One public service goal would be to ensure that readers are as well informed as possible - in which case it makes sense (if it doesn't take too much investment) to lend the cit-js a hand ("cit-j education"), and welcome their appearance.
Another public service goal would be to to help clue readers in as to what quality looks like, to educate the epistemologically challenged. In this case it makes sense to explain what is and is not good reporting. (And I think such education is needed; empirically, it's clear that a lot of people are epistemologically challenged, and we as a society would be much better off if they weren't.)
Superficially, this ("reader education") is what Skube et al. (e.g. locally here) are trying to do.
But I don't think "reader education" is the real motivation, for 2 reasons -
1. If you educate your readers well, it'll have lizard-brain blowback: if you epistemologically sharpen your readers, they will rely on the better blogs for (much of) their information.
2. If you educate your readers well, the terms "Fox News", "payola pundit", and "talk radio" will come up frequently. But they don't; we hear about "bloggers" instead.

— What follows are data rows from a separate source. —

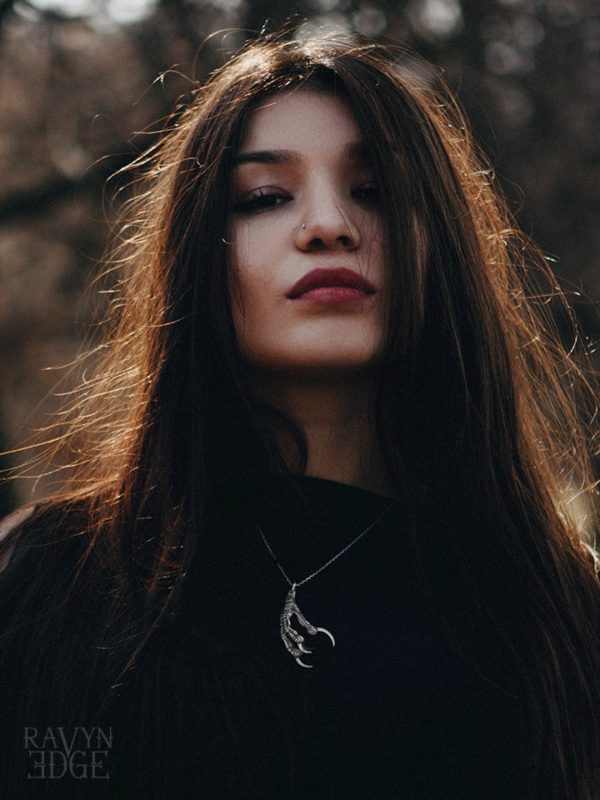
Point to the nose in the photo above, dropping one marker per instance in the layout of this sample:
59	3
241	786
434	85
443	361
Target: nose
327	227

Personal perspective - back when I was a grad student, when I heard others speak respectfully of the knowledge&wisdom that amateurs in my field had accumulated over decades, I found it extremely threatening - I felt their expertise effectively devalued what (comparatively little) I knew.
I'd be surprised if this wasn't the motivation for journos' dissing bloggers.
"I just don't think that a blow against every misguided shot print journalists make is worth the time or advances the discussion."
Neither do I, Ferdy. Who does? As far as I can tell, no one.
Recognizing that just firing back at Skube would accomplish little, I tried to make my reply informational by pulling together that list of blog reporting projects. In my view that does advance the discussion.
Ferdy: "I say let the curmudgeons have their way for a while. I feel for them." I'm not planning on engaging any more "bloggers, you suck" columns, but I don't think we should go easy on the curmudgeons, and I don't feel for them at all. They are anti-learning. That does no one any good.
Anyway, here's a Beth Lawton post it. She thinks we need to have these bloggers vs. journalists, print vs. web discussions.
a number of them (Anna's, Ferdy's, mine...) argued against what you said...
Actually, they didn't. You did, Delia. Because that is what you do.
I think Anna had this part right: "Back when I was a grad student, when I heard others speak respectfully of the knowledge & wisdom that amateurs in my field had accumulated over decades, I found it extremely threatening - I felt their expertise effectively devalued what (comparatively little) I knew. I'd be surprised if this wasn't the motivation for journos' dissing bloggers."
I have seen this myself in (some) NYU students reaction to Assignment Zero. I emphasize "some."
It's not that there isn't value for young journalists in paying your dues; there is. Anna's point was that the perception that some people aren't paying the same dues might explain curmudgeonly reactions-- and the young curmudgeons sometimes found in J-school. So if we are trying to understand those reactions this is one place to start.